Sauf que le processus a changé de sitcoms comiques plus ou moins réussis et séries assez lourdes des dernières années, la production télévisuelle algérienne a changé, dramas plus complexes, avec comme point de départ l’excellent Sultan Achour de Djaffar Gacem, qui avec ses 40% de parts d’audience (Echourouk TV) a connu un gros succès, à tel point que des produits dérivés ont vu le jour, y compris un jeu vidéo disponible sur le PlayStore d’Apple. Sursaut qualitatif ? Oui, Yahia Mouzahem, réalisateur entre autres de Eddama, confirme: «Je pense pour ma part qu’on a atteint un niveau excellent, mais dans le même temps, on constate qu’il y a trop de mélange de genres, on a encore besoin de travailler sur les bases et les techniques de l’écriture et de la mise en scène.» 

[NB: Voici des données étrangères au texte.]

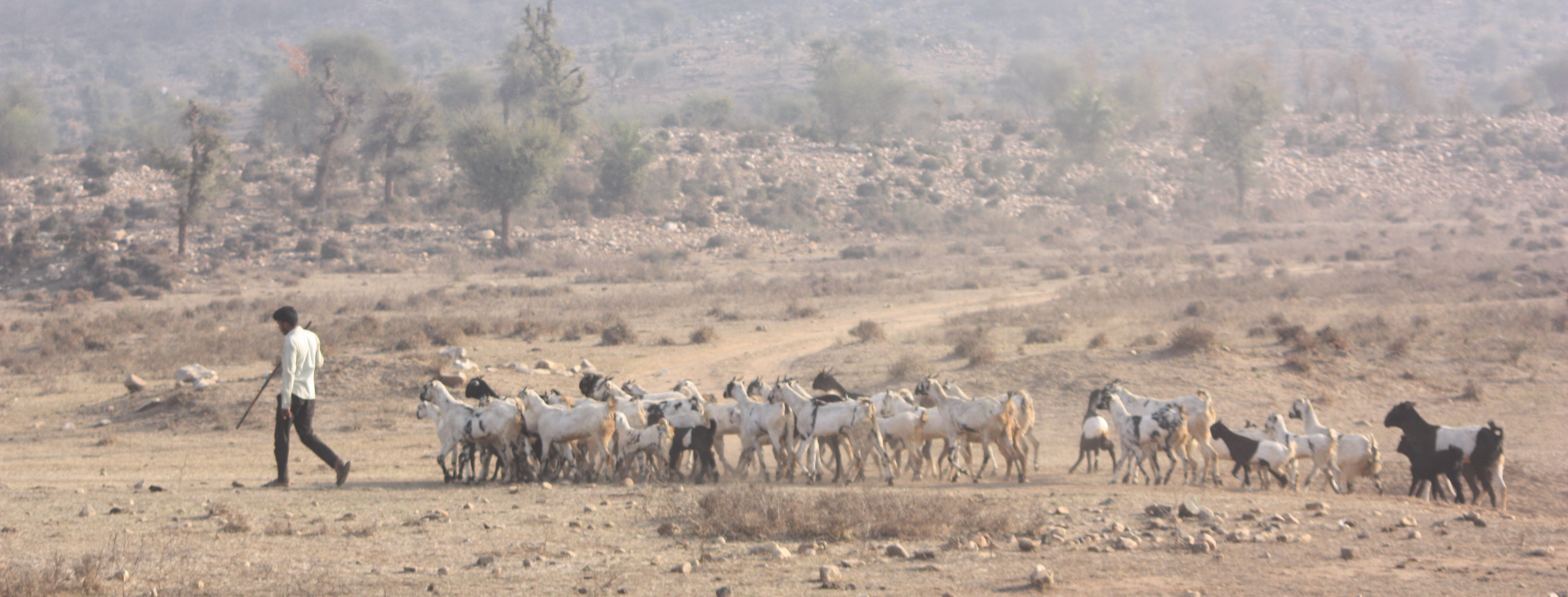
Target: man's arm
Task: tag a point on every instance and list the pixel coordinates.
(291, 370)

Les chiffres sont pourtant là, 100 millions de vues cumulées sur Youtube pour Eddama, ce qui dépasse donc le seul public algérien, et les prix qui vont avec, Nabil Asli élu «meilleur acteur de série maghrébine ramadan 2023» pour son rôle de l’As dans la série El Batha, et dans la catégorie «meilleures séries ramadan», c’est bien sûr Eddama, de Yahia Mouzahem qui a gagné le titre selon un sondage organisé par la plate-forme et Bilarabi. Eddama, encore elle, a été élue première aux Arab Drama Critics Awards devançant de grosses productions égyptiennes, libanaises et syriennes. Mais pourquoi ramadan et pas le reste de l’année ?  Idir Benaïbouche, comédien, a trouvé la solution : «Il faudrait instituer deux ou trois ramadans par an pour que tout le monde puisse travailler, acteurs, techniciens, réalisateurs», plaisante-t-il. 
Sponsors et consorts

Malgré le titre Aïn el djenna, de la série réalisée cette année par Karim Moussaoui, preuve que même les cinéastes sont intéressés par ce type de format, nous ne sommes pas encore au paradis télévisuel, et l’argent reste évidemment le nerf de la guerre. Les chaînes TV achètent les séries ou les passent gratuitement en échange de publicités dont la monétisation est rétrocédée au producteur de la série et les sponsors qui se bousculent pendant le ramadan disparaissent juste après, se placer en prime time pendant ce mois où tout le monde regarde la télévision leur semble suffisant, surtout parce qu’il s’agit de gros sous. 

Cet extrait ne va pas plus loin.